The built environment is confronted with mounting threats from natural hazards. As built environments grow increasingly complex, such hazards not only inflict damage on physical components including buildings and infrastructure, but also extend their adverse impacts to social dimensions such as residents’ health, safety and overall well-being. This presentation proposes a human‑centric, data‑driven framework for investigating urban systems and addressing their resilience challenges.
Metrics and quantitative methods are developed to evaluate residents’ resilience needs from a human‑centric perspective. Computational models are applied to capture the dynamic evolution of residents’ needs and urban functional performance in the aftermath of rainfall‑related hazards.
A spatial machine learning model for resilience assessment is established.
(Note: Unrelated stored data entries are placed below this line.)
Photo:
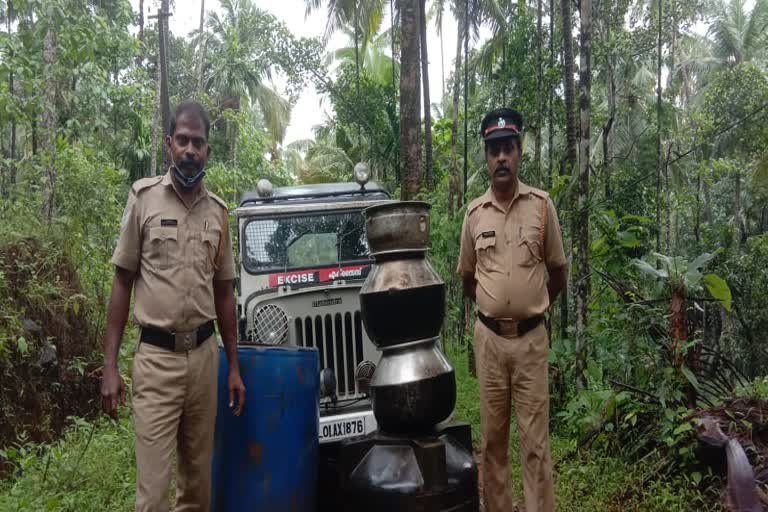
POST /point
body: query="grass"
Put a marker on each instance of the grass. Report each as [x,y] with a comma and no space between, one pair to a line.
[591,481]
[91,469]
By incorporating spatial heterogeneity with interpret-able analytics, and a Geographically Weighted Random Forest model is proposed to characterise localised spatial relationships.
A hypernetwork simulation framework is developed for post‑disaster recovery analysis. Using a hypernetwork structure, hyperedges are introduced to represent complex interactions among social systems, physical infrastructure and human needs. This supports a holistic understanding of post‑disaster recovery processes within a human‑centric paradigm.
Case studies are presented to validate the feasibility and effectiveness of the proposed methodologies in analyzing and enhancing built environment resilience.